Richard II

William Shakespeare
Dippermouth and Hartshorn – Hook Productions in association with Arcola Theatre and Arts Theatre West End
Arcola Theatre

Hermione Gulliford and Tim Delap Credit: Nick Rutter
Hermione Gulliford Credit: Nick Rutter
Richard II Credit: Nick Rutter

There were good reasons why in 1601 the supporters of the rebellion led by the Earl of Essex paid for a special performance of Shakespeare’s Richard II the night before they intended to overthrow the existing monarch Elizabeth I. After all, this was a play about a successful insurrection against an unjust ruler of England.

There is much to like about the production of Richard II directed by Jack Gamble and Quentin Beroud from the choice of a modern political setting to the casting of Hermione Gulliford as the rebel leader Harri Bolingbroke.

In this adaptation, Richard becomes a Cameron-type ex-public schoolboy, surrounded by suited advisors. There are regularly, on screens above the stage, filmed interviews in a rolling news service that updates us on plot developments. The dispute between Thomas Mowbray (David Acton) and Harri Bolingbroke is switched easily and effectively from its original horseback fight with lances to a television debate. The modern setting reminds us how much the language of war and violence has entered into the commonplace of political language.
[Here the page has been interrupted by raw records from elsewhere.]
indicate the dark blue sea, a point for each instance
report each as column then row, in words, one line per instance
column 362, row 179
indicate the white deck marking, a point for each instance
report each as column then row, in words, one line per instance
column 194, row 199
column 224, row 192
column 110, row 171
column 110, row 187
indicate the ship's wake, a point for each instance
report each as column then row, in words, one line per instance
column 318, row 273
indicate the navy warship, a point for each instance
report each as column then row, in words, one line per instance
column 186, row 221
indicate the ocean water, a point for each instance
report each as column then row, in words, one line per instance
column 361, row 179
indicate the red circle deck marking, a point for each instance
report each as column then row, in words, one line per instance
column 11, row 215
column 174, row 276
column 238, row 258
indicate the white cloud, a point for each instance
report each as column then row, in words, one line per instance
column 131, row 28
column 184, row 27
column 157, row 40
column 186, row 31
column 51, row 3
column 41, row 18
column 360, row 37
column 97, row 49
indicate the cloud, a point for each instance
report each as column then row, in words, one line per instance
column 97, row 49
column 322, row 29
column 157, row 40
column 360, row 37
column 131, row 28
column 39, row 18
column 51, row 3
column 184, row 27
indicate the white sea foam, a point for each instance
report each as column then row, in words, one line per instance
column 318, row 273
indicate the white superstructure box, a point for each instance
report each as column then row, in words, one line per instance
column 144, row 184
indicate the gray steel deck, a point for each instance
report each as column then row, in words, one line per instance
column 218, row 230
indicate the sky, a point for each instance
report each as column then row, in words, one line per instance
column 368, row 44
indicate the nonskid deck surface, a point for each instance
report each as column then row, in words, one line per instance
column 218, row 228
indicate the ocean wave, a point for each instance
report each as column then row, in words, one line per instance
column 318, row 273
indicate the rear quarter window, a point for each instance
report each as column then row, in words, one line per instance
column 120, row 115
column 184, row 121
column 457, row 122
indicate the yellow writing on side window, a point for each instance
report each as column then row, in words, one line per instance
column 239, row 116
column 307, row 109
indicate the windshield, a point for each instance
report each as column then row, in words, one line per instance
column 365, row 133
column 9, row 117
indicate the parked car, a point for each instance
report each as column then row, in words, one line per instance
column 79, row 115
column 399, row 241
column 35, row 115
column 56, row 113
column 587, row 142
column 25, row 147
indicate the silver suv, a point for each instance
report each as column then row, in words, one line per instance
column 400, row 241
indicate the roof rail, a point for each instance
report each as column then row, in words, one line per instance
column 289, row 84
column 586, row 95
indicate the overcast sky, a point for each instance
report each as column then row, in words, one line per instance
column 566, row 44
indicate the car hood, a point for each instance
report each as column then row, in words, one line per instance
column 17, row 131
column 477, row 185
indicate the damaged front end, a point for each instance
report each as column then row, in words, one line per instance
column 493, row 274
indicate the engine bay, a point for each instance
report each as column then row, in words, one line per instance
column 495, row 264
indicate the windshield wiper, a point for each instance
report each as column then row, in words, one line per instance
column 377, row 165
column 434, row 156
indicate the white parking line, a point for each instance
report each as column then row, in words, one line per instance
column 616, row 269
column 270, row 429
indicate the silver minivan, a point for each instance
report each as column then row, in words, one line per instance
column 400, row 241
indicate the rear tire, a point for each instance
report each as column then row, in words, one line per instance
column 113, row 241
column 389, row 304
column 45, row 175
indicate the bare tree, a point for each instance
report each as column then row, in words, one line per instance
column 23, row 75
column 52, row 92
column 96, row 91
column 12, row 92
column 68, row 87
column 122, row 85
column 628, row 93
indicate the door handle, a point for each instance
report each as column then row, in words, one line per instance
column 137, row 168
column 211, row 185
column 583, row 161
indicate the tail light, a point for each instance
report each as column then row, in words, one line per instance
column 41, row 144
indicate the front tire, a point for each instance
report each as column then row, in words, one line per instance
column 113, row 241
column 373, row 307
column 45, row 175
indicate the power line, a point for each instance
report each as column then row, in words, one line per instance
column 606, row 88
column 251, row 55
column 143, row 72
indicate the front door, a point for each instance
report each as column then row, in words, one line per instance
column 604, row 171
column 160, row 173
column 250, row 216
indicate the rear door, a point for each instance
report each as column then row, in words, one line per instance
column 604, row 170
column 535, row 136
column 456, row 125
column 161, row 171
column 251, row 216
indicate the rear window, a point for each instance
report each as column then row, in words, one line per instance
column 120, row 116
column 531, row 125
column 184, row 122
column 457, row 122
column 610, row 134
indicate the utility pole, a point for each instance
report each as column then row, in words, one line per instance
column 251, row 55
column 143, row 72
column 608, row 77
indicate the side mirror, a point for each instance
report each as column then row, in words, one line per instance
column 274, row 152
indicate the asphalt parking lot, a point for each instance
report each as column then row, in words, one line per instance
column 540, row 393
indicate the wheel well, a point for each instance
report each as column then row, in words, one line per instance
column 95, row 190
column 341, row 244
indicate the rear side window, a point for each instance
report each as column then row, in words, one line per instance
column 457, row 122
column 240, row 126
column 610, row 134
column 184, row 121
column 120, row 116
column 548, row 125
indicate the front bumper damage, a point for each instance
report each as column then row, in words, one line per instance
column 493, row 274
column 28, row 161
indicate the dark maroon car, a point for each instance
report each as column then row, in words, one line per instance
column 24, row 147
Hermione Gulliford gives the strongest most confident performance in the play demonstrating yet again how much theatre has missed by restricting the roles played by women.

Richard is often depicted in productions of this play as a cruel but weak ruler. Tim Delap plays Richard as more of a verbally confident chief executive whose privileged background breeds a tactical complacency about the extent to which his more ruthless decisions require at least passive consent if they are to succeed. But he never loses that public school sense of entitlement and Tim Delap gives him a formidable dignity in his abdication scene.

However, despite the clarity and strengths of the production overall, this adaptation can be accused of being narrow in its conception and occasionally static in its appearance.

Whether we regard Richard as a King or the leader of a political party, he is still someone of immense and terrible power who is able to send people to their exile or death. Bolingbroke knows how ruthless that power can be and may even suspect that Richard’s supporters were mixed up in the murder of his uncle, the Duke of Gloucester. It is why he makes a point of killing Richard’s advisors. But in this production, we never feel the danger to characters or very much tension in the debates.

The great injustice of Richard’s looting of the property of Bolingbrook’s father, John of Gaunt, seems rushed and the poetic tragedy and implicit warning of Gaunt’s (Roland Oliver) final words are difficult to follow.

Television shows like The West Wing have conditioned us to expect a fast-moving political scene. Certainly Michael Boyd’s production of Shakespeare’s History Plays made a point of rarely having a still moment. Yet this show surprisingly often has the cast remaining still as someone speaks.

This is a watchable production with an accessible approach to the text but it needed to be more ambitious in its conception and stronger in its execution.